И все же, несмотря на это, арабская Африка была колонизована одновременно с остальной частью континента, в основном теми же державами и практически так же легко. Если еще в XVIII в. страны Магриба, составлявшие часть Османской империи, были достаточно грозным противником для европейцев, а пиратский террор корсаров заставлял Европу откупаться от него, то в XIX в. все изменилось. Алжир, Тунис, а в начале XX в. и Марокко стали колониями Франции, затем колонией Италии оказалась Ливия. Англичане в те же годы усилили свои позиции в Египте, превратив его если не в колонию, то в полуколонию, а затем подчинили себе Судан и вместе с французами и итальянцами поделили Сомали. Конечно, все эти акции сопровождались активным сопротивлением, восстаниями и войнами местного населения, преимущественно под религиозными лозунгами. Некоторые из войн, как махдистская в Судане, приводили к заметному успеху, но ненадолго: мощь колониальных держав ломала сопротивление слабовооруженных воинов ислама, одерживала верх над мятежами типа выступления Ораби в Египте.
Что касается хозяйственного освоения колоний, особенно плодородного и климатически благоприятного побережья Средиземного моря, то оно шло достаточно активно, хотя и наблюдалась некоторая разница в методах и установках: Франция, а затем и Италия делали ставку на заселение земель колонистами и создание в колониях значительной прослойки европейского населения, ведшего капиталистическое товарное хозяйство с одновременным развитием горнорудных и иных промыслов, предприятий, дорог, портов и т.п. Англичане переселения колонистов в сколько-нибудь заметных размерах не форсировали, но зато весьма активно проникали во все сферы политической администрации и экономики, строили промышленные предприятия, создавали обслуживавшую их нужды инфраструктуру, модернизировали сельское хозяйство, стимулируя выращивание местным населением товарных продуктов, прежде всего хлопка.

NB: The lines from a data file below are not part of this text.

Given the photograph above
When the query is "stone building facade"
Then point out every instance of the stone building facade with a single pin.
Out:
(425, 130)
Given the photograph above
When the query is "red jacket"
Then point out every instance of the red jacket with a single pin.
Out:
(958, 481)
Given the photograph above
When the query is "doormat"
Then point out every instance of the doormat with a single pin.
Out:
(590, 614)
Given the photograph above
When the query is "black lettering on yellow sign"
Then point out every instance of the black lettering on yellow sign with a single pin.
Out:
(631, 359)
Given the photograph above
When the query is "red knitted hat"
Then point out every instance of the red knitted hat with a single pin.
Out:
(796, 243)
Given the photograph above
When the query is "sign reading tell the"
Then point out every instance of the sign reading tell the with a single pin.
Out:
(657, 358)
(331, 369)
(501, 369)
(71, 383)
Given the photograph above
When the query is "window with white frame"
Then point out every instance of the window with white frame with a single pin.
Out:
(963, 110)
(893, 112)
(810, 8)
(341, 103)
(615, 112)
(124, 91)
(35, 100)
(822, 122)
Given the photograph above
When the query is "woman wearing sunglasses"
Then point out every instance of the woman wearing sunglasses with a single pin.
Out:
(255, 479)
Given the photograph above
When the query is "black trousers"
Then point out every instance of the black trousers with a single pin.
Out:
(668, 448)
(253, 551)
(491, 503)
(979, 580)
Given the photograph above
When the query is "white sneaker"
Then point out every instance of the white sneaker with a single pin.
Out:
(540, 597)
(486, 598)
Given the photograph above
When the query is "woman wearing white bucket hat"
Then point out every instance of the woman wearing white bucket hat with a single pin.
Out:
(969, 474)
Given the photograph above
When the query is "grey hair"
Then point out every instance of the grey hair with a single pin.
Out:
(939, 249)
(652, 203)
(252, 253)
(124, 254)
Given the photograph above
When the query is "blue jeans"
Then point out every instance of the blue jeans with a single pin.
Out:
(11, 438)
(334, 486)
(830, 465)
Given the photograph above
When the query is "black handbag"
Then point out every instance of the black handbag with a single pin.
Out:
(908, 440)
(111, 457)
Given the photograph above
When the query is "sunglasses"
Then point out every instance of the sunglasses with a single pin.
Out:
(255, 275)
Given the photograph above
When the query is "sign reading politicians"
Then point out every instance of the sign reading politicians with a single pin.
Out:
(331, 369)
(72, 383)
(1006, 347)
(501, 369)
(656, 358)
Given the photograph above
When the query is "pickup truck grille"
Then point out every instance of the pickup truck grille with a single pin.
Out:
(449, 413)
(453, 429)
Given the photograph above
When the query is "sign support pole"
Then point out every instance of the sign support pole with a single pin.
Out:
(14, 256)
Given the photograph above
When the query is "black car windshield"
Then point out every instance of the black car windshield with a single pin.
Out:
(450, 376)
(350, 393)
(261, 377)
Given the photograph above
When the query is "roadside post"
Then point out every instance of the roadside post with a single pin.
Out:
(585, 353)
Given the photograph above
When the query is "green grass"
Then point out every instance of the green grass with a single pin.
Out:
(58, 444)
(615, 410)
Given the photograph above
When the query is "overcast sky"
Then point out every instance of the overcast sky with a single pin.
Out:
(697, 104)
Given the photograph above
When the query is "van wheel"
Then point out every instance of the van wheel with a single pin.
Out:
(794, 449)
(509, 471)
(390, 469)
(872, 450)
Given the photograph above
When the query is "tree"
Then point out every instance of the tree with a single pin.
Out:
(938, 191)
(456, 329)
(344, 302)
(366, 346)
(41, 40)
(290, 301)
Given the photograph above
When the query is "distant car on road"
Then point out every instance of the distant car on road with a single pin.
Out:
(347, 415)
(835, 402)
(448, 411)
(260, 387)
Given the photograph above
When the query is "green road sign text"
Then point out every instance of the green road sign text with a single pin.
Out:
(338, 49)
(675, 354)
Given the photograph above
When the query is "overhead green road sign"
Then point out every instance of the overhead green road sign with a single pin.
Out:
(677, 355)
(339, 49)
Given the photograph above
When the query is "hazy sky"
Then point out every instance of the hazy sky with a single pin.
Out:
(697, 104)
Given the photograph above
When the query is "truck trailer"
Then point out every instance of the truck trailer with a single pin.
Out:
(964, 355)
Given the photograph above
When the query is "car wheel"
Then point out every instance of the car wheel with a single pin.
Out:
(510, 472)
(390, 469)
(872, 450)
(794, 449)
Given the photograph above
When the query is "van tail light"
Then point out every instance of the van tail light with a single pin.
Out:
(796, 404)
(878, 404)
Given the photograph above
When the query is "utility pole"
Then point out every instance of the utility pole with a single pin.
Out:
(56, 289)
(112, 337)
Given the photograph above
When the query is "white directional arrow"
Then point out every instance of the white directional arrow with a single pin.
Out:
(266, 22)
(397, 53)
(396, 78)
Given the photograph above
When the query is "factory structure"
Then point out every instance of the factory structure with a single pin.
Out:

Почему ведущие державы Европы стремились к колонизации исламской арабской Африки? Видимо, здесь сыграли свою роль два важных фактора: во-первых, стратегически важное расположение североафриканских стран, их очевидная роль в торговле и связях с Востоком, особенно после открытия Суэцкого канала, и, во-вторых, политическая слабость соответствующих государств, лишенных защиты со стороны ослабленной Османской империи и враждующих друг с другом. Для Франции и Италии играла определенную роль и территориальная близость захваченных земель, климатическое сходство осваиваемых колонистами территорий на средиземноморском побережье. Добившись желаемого, европейцы, естественно, приступили к энергичной трансформации покоренных ими территорий. Рядом с традиционным сектором хозяйства здесь возник новый, капиталистический. Это сосуществование вызывало не только противодействие со стороны традиционной структуры, но и вынужденное ее приспособление к новым условиям. Однако о гармоническом синтезе старого и нового говорить не приходится; просто старое оттеснялось, а новое занимало его место; только частично элементы старого включались в капиталистическую экономику, как в городах, так и в хозяйствах колонистов. Иными словами, шел постепенный процесс втягивания старого в новое, ломки традиционных норм – процесс медленный и весьма болезненный для традиционной структуры. Результаты его были далеко не однозначны.
С одной стороны, определенная часть местного населения вовлекалась в капиталистическое колониальное хозяйство и приобретала определенные навыки, опыт, образование, профессию. Именно из ее рядов формировались слои фабричных рабочих, шахтеров, работников сферы обслуживания, транспорта. Из этих же рядов выходили грамотные и образованные представители местного населения, интеллигенция, деятели культуры, администраторы, даже менеджеры. В то же время другая, основная часть, особенно крестьянство, оставалась почти целиком в сфере традиционных форм хозяйства и быта. И не только оставалась, но и, ориентируясь на своих лидеров из числа знати или исламских религиозных функционеров-марабутов, начинала активно выступать против нежеланных новшеств, ставивших под угрозу привычный образ жизни и веками апробированные ценности ислама. Общество как бы раскалывалось на два: на ориентировавшихся на традицию и на тех, кто видел зримые преимущества европейской капиталистической культуры, науки и техники и был склонен приобщиться к ним, усиливая за этот счет потенциал и позиции своей страны.